Depuis Genève (Suisse).
Silvia Cattori : Votre enquête sur les agissements des services secrets fait un constat effrayant. C’est ainsi que l’on découvre que depuis les années 80 les États-Unis ont investi des milliards de dollars pour financer des activités criminelles et que par le biais de la CIA ils sont directement impliqués dans des attentats que l’on attribue à des musulmans. Quel est l’apport de votre livre ?
Jurgen Elsässer : C’est le seul ouvrage qui établit le lien entre les guerres dans les Balkans des années 90 et les attentats du 11 septembre 2001. Tous les grands attentats, à New York, à Londres, à Madrid, n’auraient jamais eu lieu sans le recrutement par les services secrets américains et britanniques de ces djihadistes à qui l’ont attribue les attentats. Sur les manipulations des services j’apporte un nouvel éclairage. D’autres livres que le mien ont fait état de la présence d’Oussama Ben Laden dans les Balkans. Mais leurs auteurs ont présenté ces combattants musulmans présents dans les Balkans, comme des ennemis de l’Occident. Les informations que j’ai collectées à de multiples sources, démontrent que ces djihadistes sont des marionnettes entre les mains de l’Occident et non pas, comme on le prétend, des ennemis.
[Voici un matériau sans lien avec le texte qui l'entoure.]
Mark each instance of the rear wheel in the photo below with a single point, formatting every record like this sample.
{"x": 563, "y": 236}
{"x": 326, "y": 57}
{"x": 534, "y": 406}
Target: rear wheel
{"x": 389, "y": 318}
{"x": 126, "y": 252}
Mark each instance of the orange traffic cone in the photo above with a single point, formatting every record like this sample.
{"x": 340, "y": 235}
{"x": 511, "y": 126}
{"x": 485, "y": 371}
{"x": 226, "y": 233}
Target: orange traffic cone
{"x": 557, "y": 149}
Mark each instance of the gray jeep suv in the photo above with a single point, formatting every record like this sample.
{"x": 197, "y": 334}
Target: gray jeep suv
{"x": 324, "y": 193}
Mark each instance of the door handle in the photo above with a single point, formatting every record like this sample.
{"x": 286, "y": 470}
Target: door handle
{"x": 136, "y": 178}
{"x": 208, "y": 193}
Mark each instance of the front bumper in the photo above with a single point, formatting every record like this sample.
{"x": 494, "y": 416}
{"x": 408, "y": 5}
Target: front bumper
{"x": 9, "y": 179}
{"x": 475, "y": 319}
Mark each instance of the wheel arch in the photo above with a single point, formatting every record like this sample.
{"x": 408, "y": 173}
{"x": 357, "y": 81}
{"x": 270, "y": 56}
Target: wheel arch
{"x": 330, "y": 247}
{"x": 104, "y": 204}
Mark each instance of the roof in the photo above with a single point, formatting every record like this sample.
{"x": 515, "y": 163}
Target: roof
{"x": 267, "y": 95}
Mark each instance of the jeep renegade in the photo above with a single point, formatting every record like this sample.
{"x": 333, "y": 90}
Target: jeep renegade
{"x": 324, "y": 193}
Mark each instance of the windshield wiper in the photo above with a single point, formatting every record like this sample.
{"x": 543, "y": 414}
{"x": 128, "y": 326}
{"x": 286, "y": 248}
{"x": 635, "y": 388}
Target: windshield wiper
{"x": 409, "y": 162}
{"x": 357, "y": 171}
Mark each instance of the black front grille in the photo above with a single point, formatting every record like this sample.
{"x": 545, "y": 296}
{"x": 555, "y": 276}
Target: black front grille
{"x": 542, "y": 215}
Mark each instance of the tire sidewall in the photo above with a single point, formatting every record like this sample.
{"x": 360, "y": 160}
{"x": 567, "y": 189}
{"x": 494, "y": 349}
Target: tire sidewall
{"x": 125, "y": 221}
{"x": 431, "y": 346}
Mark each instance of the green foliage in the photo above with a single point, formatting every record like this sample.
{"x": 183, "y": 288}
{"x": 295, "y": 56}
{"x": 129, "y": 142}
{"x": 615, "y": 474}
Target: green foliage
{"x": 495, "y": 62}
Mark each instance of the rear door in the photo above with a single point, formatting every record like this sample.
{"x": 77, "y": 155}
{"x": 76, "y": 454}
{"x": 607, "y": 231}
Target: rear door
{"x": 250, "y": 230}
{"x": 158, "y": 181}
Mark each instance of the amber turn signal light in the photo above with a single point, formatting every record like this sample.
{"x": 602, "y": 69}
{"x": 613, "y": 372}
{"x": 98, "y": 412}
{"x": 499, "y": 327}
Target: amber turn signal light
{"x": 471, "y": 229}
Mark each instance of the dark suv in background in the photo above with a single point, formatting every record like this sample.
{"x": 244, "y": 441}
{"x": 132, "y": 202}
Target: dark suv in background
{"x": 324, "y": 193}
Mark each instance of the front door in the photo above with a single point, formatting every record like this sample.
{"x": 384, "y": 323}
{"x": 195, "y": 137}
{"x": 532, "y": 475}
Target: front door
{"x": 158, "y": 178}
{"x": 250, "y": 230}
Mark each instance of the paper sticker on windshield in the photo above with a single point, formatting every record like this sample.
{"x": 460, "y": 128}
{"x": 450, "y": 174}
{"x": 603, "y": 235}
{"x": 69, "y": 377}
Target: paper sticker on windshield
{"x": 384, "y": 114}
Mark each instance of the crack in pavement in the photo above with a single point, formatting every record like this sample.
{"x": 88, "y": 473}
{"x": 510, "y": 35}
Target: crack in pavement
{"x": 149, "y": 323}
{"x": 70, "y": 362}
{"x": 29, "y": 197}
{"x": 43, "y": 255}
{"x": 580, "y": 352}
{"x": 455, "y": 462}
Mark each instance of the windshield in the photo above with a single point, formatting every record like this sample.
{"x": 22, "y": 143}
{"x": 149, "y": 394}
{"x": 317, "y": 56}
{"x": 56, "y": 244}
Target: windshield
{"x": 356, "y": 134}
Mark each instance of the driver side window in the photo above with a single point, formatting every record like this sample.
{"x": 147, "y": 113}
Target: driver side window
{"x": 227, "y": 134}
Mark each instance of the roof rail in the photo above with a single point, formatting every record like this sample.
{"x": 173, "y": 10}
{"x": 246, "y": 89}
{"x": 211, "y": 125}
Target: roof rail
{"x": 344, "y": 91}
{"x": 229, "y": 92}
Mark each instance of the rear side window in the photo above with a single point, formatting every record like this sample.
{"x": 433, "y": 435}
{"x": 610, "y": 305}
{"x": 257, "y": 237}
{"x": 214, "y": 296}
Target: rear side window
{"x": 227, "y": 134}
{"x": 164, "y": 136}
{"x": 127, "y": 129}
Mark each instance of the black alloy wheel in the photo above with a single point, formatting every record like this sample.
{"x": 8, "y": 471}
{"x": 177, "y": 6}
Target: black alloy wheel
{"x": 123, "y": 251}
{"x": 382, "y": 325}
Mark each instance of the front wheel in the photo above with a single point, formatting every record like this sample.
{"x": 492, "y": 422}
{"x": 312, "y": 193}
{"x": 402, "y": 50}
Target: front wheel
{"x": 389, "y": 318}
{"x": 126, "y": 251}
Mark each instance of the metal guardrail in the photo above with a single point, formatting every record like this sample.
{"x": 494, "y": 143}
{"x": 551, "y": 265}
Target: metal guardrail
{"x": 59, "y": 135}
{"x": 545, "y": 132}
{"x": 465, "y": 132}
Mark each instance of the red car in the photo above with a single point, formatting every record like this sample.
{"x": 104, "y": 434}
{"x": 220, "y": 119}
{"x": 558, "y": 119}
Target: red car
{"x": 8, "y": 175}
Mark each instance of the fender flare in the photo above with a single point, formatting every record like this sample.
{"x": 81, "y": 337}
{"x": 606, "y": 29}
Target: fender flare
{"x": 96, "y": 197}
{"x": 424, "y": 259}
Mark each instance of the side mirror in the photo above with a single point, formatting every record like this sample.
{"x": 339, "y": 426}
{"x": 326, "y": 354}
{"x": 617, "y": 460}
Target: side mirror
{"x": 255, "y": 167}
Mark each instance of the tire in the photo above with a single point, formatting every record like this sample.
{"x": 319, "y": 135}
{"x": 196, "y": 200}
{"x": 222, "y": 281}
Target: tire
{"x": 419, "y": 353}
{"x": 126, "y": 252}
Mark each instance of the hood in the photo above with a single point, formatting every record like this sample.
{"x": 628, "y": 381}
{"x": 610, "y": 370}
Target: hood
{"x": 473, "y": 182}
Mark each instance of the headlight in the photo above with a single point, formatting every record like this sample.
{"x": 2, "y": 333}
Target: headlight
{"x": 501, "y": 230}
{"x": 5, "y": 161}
Silvia Cattori : Dans le cas de la guerre des Balkans, les manipulations d’États sont clairement désignées dans votre livre. Les États-Unis ont soutenu Ben Laden qui avait pour travail de former les Moudjahidines. Nul ne peut donc plus ignorer que ces attentats qui glacent l’opinion n’auraient jamais existé si les « terroristes » n’avaient pas été entraînés et financés par les services secrets occidentaux ?
Jürgen Elsässer : Oui, en effet, c’est le résultat de faits que l’on peut observer. Mais on ne peut pas dire que l’intervention des pays occidentaux en ex-Yougoslavie avait pour objectif de préparer les attentats du 11 septembre. Pour être précis : ces attentats sont une conséquence de la politique occidentale des années 90 car l’OTAN a mis en place ces djihadistes dans les Balkans et a collaboré avec eux. Les militants musulmans qui ont été désignés comme responsables des attentats du 11 septembre ont fait partie de ce réseau.
Silvia Cattori : Selon vous, quel était l’intérêt des États-Unis et de l’Allemagne à dresser les peuples des Balkans les uns contre les autres ?
Jürgen Elsässer : L’Occident avait un intérêt commun à détruire la Yougoslavie, à la démembrer, parce que, après la fin du bloc soviétique, elle aurait été un modèle de combinaison intelligente entre éléments capitalistes et socialistes. Mais l’Occident voulait imposer le modèle néolibéral à tous les pays.
Silvia Cattori : L’Europe ne s’est-elle pas imprudemment engagée dans une guerre manipulée par les néoconservateurs ?
Jürgen Elsässer : C’est difficile à dire. Je crois que, dans les années 90, la politique des États-Unis, était inspirée par leur victoire contre les Soviétiques en Afghanistan. C’était le modèle qu’ils voulaient appliquer aux Balkans. Si, ces années-là, l’économie des États-Unis n’était pas tombée dans la dépression, peut-être que des politiciens plus réalistes, comme Kissinger, auraient pu garder le contrôle de la politique américaine. Je pense que la coïncidence entre la dépression économique et l’agressivité de l’école néoconservatrice a déterminé ce qui s’est passé.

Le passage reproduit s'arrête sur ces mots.